One known type of information storage device is a disk drive device that uses magnetic media to store data and a movable read/write head that is positioned over the media to selectively read from or write to the disk.
FIGS. 1-3 illustrate a conventional disk drive unit 100. As illustrated, the disk drive unit 100 comprises a base plate 20, a set of components (will be described hereinafter) received in the base plate 20 and a top cover 10 mounted on the base plate 20 by a plurality of screws 30. The set of components are enclosed in a space defined by the base plate 20 and the top cover 10.

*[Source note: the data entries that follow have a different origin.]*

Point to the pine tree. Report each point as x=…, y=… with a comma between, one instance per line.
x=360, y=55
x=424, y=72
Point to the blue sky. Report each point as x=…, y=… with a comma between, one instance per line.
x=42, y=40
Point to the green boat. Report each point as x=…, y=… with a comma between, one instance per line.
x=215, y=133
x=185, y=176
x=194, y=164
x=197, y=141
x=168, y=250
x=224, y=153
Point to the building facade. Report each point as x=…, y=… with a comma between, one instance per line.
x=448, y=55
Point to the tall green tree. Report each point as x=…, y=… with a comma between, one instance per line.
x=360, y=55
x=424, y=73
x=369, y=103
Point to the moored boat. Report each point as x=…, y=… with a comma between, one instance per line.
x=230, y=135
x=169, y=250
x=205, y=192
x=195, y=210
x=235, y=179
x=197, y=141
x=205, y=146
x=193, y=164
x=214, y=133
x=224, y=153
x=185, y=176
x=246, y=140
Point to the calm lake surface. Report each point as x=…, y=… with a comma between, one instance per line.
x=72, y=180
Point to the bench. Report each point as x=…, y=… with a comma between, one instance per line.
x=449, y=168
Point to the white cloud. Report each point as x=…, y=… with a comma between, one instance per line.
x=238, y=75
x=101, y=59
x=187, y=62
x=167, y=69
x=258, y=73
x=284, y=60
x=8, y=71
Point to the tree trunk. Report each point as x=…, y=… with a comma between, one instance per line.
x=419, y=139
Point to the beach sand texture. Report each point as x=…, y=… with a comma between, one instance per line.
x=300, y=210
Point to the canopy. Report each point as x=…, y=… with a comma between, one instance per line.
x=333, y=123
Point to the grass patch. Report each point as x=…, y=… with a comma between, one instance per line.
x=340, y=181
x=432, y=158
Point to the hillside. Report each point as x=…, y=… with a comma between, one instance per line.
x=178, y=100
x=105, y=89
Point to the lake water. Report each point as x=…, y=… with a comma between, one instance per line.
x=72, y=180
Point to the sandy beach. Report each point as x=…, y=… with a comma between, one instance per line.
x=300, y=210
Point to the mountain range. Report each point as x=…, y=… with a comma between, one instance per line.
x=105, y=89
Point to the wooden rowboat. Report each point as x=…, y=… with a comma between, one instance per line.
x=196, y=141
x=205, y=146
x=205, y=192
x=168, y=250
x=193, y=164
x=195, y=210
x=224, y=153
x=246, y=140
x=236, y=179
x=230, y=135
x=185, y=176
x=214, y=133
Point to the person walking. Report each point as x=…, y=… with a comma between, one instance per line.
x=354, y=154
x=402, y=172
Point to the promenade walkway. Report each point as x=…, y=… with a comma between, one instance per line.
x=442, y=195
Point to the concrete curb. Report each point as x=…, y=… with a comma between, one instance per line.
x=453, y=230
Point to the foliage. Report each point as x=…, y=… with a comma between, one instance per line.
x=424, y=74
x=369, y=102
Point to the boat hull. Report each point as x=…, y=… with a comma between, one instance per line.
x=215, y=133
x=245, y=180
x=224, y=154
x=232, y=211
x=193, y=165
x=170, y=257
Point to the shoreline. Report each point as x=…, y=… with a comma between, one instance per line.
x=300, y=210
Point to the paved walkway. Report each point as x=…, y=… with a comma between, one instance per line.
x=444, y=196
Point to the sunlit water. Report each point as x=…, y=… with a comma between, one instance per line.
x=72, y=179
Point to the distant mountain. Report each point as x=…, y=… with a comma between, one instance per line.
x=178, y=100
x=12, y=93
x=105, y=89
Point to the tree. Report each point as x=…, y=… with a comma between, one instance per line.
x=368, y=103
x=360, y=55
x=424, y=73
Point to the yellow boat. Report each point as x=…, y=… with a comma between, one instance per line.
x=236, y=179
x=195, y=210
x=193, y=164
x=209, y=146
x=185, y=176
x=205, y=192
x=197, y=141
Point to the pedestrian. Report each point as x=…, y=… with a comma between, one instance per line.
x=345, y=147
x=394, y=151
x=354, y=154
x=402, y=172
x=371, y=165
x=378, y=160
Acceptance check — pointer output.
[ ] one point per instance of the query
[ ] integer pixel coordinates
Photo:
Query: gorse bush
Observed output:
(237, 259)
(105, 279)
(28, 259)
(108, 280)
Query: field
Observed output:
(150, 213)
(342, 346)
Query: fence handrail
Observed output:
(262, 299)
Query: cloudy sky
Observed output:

As best shown in FIG. 2, the base plate 20 comprises an oblong bottom portion 225 and a sidewall 26 extending perpendicularly from a perimeter of the bottom portion 225. Four posts 24, each of which has a screw hole 21 defined therein, are formed at four corners of the base plate 20 respectively for mounting the top cover 10 on the base plate 20.
Now describe the components received in the base plate 20. Referring to FIG. 2, a disk 27 having a plurality of concentric tracks is disposed in the base plate 20 for recording digital information. The disk 27 is mounted to a spindle motor 22 and can be rotated by the spindle motor 22. Also disposed in the base plate 20 is a head stack assembly (HSA) 23 which can rotate around a bearing assembly 233. A slider 234 with a reading/writing transducer is mounted at a distal end of the HSA 23 and located above a surface of the disk 27. In addition, a flexible printed circuit (FPC) 25 is contained in the base plate 20. One end of the FPC 25 is electrically connected with the HSA 23, while the other end is electrically connected to an external control system such as a printed circuit board assembly (PCBA, not shown). In operation, the disk 27 rotates at a high speed such that an aerodynamic interaction is generated between the surface of the disk 27 and the slider 234, thus making the slider 234 flying above the disk 27 at a predefined flying height. Moreover, driven by the external control system through the FPC 25, the slider 234 can move from track to track across the surface of the disk 27 and achieve data reading/writing operation.
The top cover 10 is used to cover the components mounted in the base plate 20 and protect them from being damaged by external forces. The top cover 10 has a shape corresponding to the base plate 20, namely, an oblong shape. The top cover 10 comprises a top portion 15 and a sidewall 16 extending perpendicularly from the perimeter of the top portion 15. Several radial extrusions 12 are stampingly formed on the top portion 15 for enhancing structure rigidity. In addition, corresponding to the four posts 24 of the base plate 20, four through holes 14 are defined at four corners of the top cover 10 respectively, through which a plurality of screws 30 (see FIG. 1) can pass and be screwed to respective screw holes 21 of the posts 24, thereby securing the top cover 10 to the base plate 20. Moreover, a securing hole 18 is defined in the top portion 15 to secure the bear assembly 233 of the HSA 23 between the top cover 10 and the base plate 20.
With the development of the technology, disk drive units become smaller and smaller in size such that they can be assembled into computers of small form factor for example laptop computers, thus making computers have a smaller volume and become more convenient and portable for users. However, the conventional disk drive unit described above fails to satisfy this requirement for reduction in volume.
Commonly, for a typical disk drive unit, an airflow channel of suitable width must be formed between an inner sidewall of the disk drive unit and periphery of a disk disposed in the disk drive unit, so that when the disk rotates, sufficient airflow can be generated along surface of the disk, hence enabling a slider to be floated above the disk surface. In addition, for a typical disk drive unit, the top cover is normally thinner than the base plate for reducing whole weight of the disk drive unit. However, in a conventional disk drive unit as that shown in FIG. 3, since the sidewall 26 of the base plate 20 is designed to be higher than the disk 27 with respect to the bottom portion 225 (and in the figure, the height difference is h1), the airflow channel 235 having a width of d1 is defined between the inner side surface of the sidewall 26 and periphery of the disk 27. This width d1 is the minimum width for the airflow channel 235 and cannot be reduced any more; otherwise the airflow generated along the surface of the disk 27 will be insufficient for floating the slider above the disk surface. As a result, size of the base plate 20 cannot be reduced any more. Correspondingly, the top cover 10 mounted to the base plate 20 is also difficult to be reduced in size, and since the top cover 10 is thinner than the base plate 20, a distance d2 larger than d1 is defined between an inner side surface of the top cover 10 and the periphery of the disk 27. This distance d2 makes the top cover 10 occupy a huge space, thus causing waste in space. Resultantly, the conventional disk drive unit suffers from a big profile.
Thus, there is a need to provide an improved disk drive unit that does not suffer from the above-mentioned drawbacks.